Pour aller plus loin…

  • Libre adaptation d’un roman de Philip K.Dick (Les Androïdes rêvent-ils de moutons électriques ? 1966), le film Blade Runner (1982) de Ridley Scott est considéré à juste titre comme une magistrale réflexion sur les rapports entre humains et androïdes. L’inoubliable scène finale met en scène Roy Batty, un réplicant, face à Rick Deckard, chargé d’exterminer les androïdes qui s’infiltrent sur terre. Toute la scène amène à penser la conscience d’un point de vue non humain.

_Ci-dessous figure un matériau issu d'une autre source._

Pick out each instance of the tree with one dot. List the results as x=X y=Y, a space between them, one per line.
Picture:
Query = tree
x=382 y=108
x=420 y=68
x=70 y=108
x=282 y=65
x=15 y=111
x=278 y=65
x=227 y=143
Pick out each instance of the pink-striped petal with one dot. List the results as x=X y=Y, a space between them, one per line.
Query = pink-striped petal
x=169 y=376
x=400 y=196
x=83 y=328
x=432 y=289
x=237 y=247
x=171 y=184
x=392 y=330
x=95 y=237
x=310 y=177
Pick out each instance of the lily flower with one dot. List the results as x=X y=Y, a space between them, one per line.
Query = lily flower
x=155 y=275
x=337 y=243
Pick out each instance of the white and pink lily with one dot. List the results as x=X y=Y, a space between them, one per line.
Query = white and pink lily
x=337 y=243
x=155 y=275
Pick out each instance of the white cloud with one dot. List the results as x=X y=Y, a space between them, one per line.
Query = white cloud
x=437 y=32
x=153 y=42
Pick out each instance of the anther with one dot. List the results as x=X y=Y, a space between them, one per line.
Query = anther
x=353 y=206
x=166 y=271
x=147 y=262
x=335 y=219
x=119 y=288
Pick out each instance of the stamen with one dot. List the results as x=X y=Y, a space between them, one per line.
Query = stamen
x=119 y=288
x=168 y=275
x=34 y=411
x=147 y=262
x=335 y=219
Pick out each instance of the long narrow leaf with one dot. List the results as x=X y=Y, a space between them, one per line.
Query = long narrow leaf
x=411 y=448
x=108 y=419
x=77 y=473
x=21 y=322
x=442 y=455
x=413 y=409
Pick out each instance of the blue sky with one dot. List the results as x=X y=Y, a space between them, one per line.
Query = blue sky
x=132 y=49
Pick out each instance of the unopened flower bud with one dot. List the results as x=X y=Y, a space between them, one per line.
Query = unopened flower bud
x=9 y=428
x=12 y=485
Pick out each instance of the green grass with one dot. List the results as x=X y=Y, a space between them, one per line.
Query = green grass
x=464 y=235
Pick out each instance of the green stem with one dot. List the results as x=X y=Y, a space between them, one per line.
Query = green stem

En réinvestissant la célèbre dialectique hégélienne du maître et de l’esclave, le film fait de l’homme-machine la projection démiurgique de l’homme et amène à s’interroger sur la possible conscience d’un androïde.
  • Je vous conseille en outre, notamment pour l’écriture personnelle, de lire les premières pages (Introduction, consultable librement) du stimulant essai de Luc Ferry, La Révolution transhumaniste (Éditions Plon, Paris 2016).
  • À consulter également :
    – Matthias Beaufils-Marquet, « Le Transhumanisme, nouvelle chimère du XXIème siècle ».
    – Bruno Jacomy, « Automates et hommes-machines, de la Renaissance à nos jours ». In : Jean-Pierre Changeux (sous la direction de), L’Homme artificiel, Collège de France, colloque annuel, éd. Odile Jacob, Paris 2006, page 27 et suivantes.
    – Daniel Ichbiah, Robots : genèse d’un peuple artificiel, Minerva 2005. Les premières pages, consacrées à l’histoire des robots, sont très utiles.
  • Sans doute vous rappelez-vous de la campagne Renault French Touch conçue par Publicis en 2014 : on y voyait l’acteur « Nicolas Carpentier et son double enfantin se donne[r] la réplique à jeu égal dans un échange fluide et subtil, pour démystifier le véhicule électrique en démontrant qu’il est simple de brancher sa Zoé et encore plus simple de passer à l’électrique » |source : Packshotmag|. Signe des temps, l’enfant a été remplacé par Pepper*, le robot humanoïde qui détecte les émotions…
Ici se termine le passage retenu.